An the German-Polish border there will be a new wall by October. She set up an art shipping company on the Oder Promenade in Frankfurt at the Stadtbrücke, which leads to Słubice in Poland. The wall is three meters high and has fragments of glass reaching into the sky. One hundred residents came to the inauguration of the work by Warsaw artist Joanna Rajkowska at the invitation of the European University Viadrina. They speak German, Polish and Ukrainian. The 48 concrete elements look like a labyrinth that gets in the way of walkers and cyclists. Protests have already been raised in local discussion forums. If you zoom up from the summer scenery with a drone, you can see the title of Rajkowska’s work. The profile of the wall parts gives the word “Sorry”.
Rajkowska calls her work “counter-monument”. The wall that has been erected on the Polish-Belarusian border since 2021 was the starting point for her work. There, Polish border guards systematically use illegal pushbacks to prevent people from Iraq, Afghanistan, Yemen and Syria from applying for asylum. According to the Polish initiative Grupa Granica, 38 people have died since then as a result of cold, exhaustion or injuries sustained when crossing the border. “This is not a work of art about German-Polish relations, but about the core of the European community,” says Rajkowska. The new location of “Sorry” on the banks of the Oder is also significant, as the river is again threatened with fish death when temperatures rise in summer.
“Sorry” was previously shown on the premises of a private university in Warsaw. The work was commissioned by the Zachęta Art Society in Poznań and will be on display there in the future at the city’s central Kaponiera roundabout. In Warsaw, Rajkowska showed with an artificial palm tree in Jerusalem Avenue how a single work can write both art and city history.

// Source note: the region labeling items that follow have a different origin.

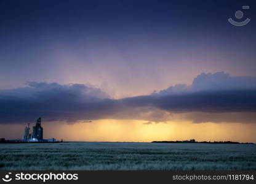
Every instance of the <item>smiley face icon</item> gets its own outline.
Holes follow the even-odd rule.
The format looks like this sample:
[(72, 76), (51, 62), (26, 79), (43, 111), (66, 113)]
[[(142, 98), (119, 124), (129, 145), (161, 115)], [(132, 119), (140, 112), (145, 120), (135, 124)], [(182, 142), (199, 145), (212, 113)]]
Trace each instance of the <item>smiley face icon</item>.
[[(242, 9), (249, 9), (250, 7), (249, 6), (243, 6)], [(244, 12), (242, 12), (241, 10), (238, 10), (234, 13), (234, 16), (236, 18), (238, 19), (241, 19), (242, 17), (244, 17)], [(242, 21), (236, 21), (232, 19), (232, 18), (230, 18), (228, 19), (228, 21), (233, 25), (235, 26), (243, 26), (246, 25), (247, 23), (249, 23), (250, 21), (250, 18), (247, 18), (245, 20)]]
[(2, 180), (6, 182), (9, 182), (12, 180), (12, 178), (10, 178), (10, 175), (12, 174), (12, 172), (9, 172), (9, 174), (6, 174), (4, 178), (2, 178)]

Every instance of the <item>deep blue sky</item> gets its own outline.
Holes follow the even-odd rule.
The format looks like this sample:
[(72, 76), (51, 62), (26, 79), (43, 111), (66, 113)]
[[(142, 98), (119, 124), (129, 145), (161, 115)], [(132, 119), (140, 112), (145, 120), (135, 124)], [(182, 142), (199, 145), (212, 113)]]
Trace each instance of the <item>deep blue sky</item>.
[[(90, 83), (121, 98), (202, 72), (254, 76), (254, 1), (1, 1), (0, 88)], [(242, 5), (252, 21), (234, 27)]]

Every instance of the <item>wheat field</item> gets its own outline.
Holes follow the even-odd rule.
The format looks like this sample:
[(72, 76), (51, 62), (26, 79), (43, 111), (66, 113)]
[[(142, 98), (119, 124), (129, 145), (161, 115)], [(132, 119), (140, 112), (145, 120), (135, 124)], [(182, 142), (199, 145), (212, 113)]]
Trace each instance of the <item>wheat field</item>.
[(254, 144), (0, 144), (0, 170), (256, 170)]

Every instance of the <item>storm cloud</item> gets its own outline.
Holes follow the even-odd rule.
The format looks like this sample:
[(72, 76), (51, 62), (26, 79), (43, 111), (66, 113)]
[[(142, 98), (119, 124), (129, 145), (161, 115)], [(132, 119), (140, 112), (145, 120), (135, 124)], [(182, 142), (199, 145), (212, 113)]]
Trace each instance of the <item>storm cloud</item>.
[(255, 117), (256, 79), (223, 72), (202, 73), (191, 85), (179, 84), (150, 95), (119, 99), (90, 85), (26, 85), (0, 90), (0, 123), (23, 123), (38, 117), (74, 123), (106, 118), (159, 122), (177, 114), (194, 123), (236, 121), (229, 113), (245, 114), (246, 121), (254, 123)]

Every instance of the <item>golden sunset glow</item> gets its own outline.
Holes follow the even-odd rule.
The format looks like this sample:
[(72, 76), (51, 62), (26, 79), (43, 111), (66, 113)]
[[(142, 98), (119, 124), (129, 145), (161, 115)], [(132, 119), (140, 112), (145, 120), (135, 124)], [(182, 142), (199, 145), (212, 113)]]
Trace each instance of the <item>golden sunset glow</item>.
[[(68, 141), (151, 142), (154, 140), (183, 140), (194, 139), (198, 141), (232, 140), (256, 142), (256, 125), (244, 123), (192, 123), (190, 121), (169, 121), (144, 125), (142, 120), (100, 120), (92, 123), (68, 124), (47, 122), (44, 125), (44, 136), (53, 135), (58, 139)], [(1, 125), (13, 134), (22, 134), (23, 126)], [(6, 137), (16, 137), (6, 132)]]

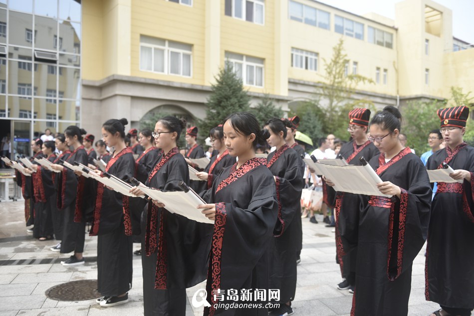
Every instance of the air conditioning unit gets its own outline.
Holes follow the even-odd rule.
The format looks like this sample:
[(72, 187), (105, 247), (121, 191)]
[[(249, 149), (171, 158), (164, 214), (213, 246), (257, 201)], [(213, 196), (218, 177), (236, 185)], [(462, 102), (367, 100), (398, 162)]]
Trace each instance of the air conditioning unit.
[(57, 55), (54, 53), (50, 53), (40, 50), (34, 51), (34, 60), (46, 62), (55, 63), (57, 61)]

The palm tree has been a landmark since it was erected in 2002 and remained on Charles de Gaulle Square in the center of the Polish capital even after the art event ended. The fact that art production in Poland, even in times of national tones from the Ministry of Culture, is still closely linked to global search movements is due, as in the case of “Sorry”, to the density of art associations and exhibition centers at provincial and metropolitan level, which had already taken care of this before 1989 that the most important positions of domestic contemporary art are represented in Polish collections.
A universal answer
From a bird’s eye view, the city bridge between Frankfurt and Słubice shows how the situations in eastern and western Poland are directly connected. In the spring of 2023, the state of Brandenburg introduced veil manhunts on a plateau directly above Rajkowska’s artwork. Although these are not supposed to be stationary controls, Federal Police team buses are on the bridge around the clock and stop vehicles. The routes of an increasing number of people who come to Poland via Belarus or Slovakia and want to get to Germany lead over the Oder Bridge.
With the arrival of Prigozhin’s Wagner mercenaries, who had been financed by the Russian state for years, in the Republic of Belarus, the Polish-Belarusian border became the focus of Polish domestic politics. Poland’s Deputy Prime Minister Jarosław Kaczyński has already pointed out the increasing danger of provocations. With this justification, he could theoretically declare a state of emergency along the Wall in eastern counties to prevent the parliamentary elections scheduled for October from being held. It is already clear that Kaczyński will make migration a key issue in his election campaign. With “Sorry”, Joanna Rajkowska has found a universal answer to counter these political tricks to stay in power with a clearly understandable “No”.